The guarantee letter is the perfect campaign coupon—tangible proof of a politician’s “concern,” delivered personally to create manufactured gratitude. In an election year, with midterms looming in 2026, ₱51 billion is less a health program than a war chest.
Then there’s the scent of graft. A massive pool of cash, distributed through opaque, discretionary letters, with lax vetting and delayed reimbursements? It’s an engraved invitation to corruption—kickbacks from favored hospitals, inflated bills, funds parked for campaigns. And let’s not ignore the deeper sabotage: some prefer a crippled PhilHealth because a dysfunctional public system leaves room for private profiteering and, of course, more political intermediation. The poor stay dependent, the powerful stay in power. Everyone wins—except the sick.
A Path Forward: Prescriptions for a Dignified System
Enough.

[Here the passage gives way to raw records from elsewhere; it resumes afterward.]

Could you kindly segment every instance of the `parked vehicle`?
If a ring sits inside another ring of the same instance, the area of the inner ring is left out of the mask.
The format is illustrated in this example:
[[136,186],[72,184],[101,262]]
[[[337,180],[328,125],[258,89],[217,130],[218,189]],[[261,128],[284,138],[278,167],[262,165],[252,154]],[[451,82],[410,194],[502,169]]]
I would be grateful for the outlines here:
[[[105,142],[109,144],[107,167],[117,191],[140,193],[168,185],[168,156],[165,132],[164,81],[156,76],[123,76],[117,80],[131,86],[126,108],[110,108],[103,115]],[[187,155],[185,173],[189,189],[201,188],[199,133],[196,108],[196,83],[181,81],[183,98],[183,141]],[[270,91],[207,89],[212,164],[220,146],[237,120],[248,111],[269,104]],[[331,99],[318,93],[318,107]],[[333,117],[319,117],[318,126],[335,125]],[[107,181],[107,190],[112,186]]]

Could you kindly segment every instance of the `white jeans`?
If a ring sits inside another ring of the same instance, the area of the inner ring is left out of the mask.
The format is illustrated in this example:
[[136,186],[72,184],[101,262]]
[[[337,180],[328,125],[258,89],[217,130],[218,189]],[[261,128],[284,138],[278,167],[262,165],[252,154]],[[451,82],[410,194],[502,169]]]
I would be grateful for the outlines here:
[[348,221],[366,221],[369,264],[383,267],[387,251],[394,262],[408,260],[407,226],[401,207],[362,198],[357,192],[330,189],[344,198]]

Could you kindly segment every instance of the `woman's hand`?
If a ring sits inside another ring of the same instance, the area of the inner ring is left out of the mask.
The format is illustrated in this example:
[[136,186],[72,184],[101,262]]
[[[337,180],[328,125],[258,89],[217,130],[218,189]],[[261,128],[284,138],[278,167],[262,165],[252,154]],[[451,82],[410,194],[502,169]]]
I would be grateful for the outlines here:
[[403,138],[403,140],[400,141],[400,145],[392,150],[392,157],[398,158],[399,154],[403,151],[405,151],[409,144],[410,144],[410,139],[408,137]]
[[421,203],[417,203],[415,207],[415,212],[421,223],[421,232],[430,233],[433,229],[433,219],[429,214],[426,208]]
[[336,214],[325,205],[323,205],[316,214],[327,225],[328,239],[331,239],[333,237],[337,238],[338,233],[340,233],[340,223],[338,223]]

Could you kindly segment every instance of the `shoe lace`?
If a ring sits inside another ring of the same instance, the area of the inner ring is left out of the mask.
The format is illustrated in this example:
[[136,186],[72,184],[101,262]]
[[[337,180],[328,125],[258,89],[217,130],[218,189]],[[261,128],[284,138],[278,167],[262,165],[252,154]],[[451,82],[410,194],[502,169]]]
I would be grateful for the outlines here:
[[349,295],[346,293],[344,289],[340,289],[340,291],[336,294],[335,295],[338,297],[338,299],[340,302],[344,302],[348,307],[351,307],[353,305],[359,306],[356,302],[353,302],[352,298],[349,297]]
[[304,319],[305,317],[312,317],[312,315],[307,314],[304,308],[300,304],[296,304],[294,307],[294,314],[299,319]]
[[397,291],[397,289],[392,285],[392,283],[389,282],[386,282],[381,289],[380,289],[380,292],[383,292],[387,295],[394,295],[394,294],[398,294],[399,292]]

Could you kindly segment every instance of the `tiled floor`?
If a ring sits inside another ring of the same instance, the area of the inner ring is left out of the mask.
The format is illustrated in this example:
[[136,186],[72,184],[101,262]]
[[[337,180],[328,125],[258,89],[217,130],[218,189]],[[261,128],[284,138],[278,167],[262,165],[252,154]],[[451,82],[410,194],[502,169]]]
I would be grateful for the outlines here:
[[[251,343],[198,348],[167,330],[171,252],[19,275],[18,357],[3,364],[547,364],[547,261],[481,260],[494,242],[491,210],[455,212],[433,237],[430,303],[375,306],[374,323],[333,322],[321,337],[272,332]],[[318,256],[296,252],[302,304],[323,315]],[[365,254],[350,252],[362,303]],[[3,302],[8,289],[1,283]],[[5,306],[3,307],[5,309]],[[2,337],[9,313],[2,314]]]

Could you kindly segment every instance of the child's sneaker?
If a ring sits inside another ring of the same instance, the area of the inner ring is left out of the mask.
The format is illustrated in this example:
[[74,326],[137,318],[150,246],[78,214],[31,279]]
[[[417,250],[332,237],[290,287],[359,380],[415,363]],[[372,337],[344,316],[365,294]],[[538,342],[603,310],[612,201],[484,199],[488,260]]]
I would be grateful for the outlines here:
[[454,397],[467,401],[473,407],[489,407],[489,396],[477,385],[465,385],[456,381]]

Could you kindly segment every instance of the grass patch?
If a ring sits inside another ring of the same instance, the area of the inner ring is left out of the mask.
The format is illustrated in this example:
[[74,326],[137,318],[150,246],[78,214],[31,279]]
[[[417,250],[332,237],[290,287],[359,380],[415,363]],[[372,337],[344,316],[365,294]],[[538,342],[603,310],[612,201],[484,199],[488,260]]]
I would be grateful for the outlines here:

This isn’t inevitable; it’s a choice—and a shameful one.
- President Marcos should wield the line-item veto and strike this ₱51 billion insertion from the budget. No more half-measures.
- Abolish the politician-issued guarantee letter immediately. Non-negotiable. Redirect every peso to PhilHealth—bolster its coverage, expand zero-balance billing, make healthcare a right, not a favor.
- Build a system worthy of a modern nation: replace bond-paper begging with a transparent, digital voucher tied to national IDs, managed by hospital social workers and the Department of Health, not congressional staff. Publish a real-time public dashboard tracking every cent disbursed. Let Filipinos see where their taxes go, instead of watching politicians play Santa Claus with their suffering.
As Cardinal David reminds us, “The sick should receive care because they are sick, not because they know someone.” Anything less is a betrayal—of dignity, of law, of the very promise of a compassionate society. The poor deserve better than to be pawns in this grotesque theater. It’s time to close the curtain on patronage politics and open the door to real healthcare for all.
Deep in the Cave of Truth
Nothing says “universal healthcare” like making the sick beg on cue. Bravo on the ₱51 billion encore, lawmakers—don’t forget to take a bow on election day.
- –Barok, still refusing to clap.
Sources:
- Panti, Llanesca T. “House Leaders Defend MAIFIP P51B Aid Hike.” GMA News Online, 16 Dec. 2025.
- Biraogo, Louis “Barok” C. “Healthcare as Vote-Buying: The Guarantee Letter – Your Free Ticket to Utang na Loob.” KWEBA ni BAROK, 16 Dec. 2025.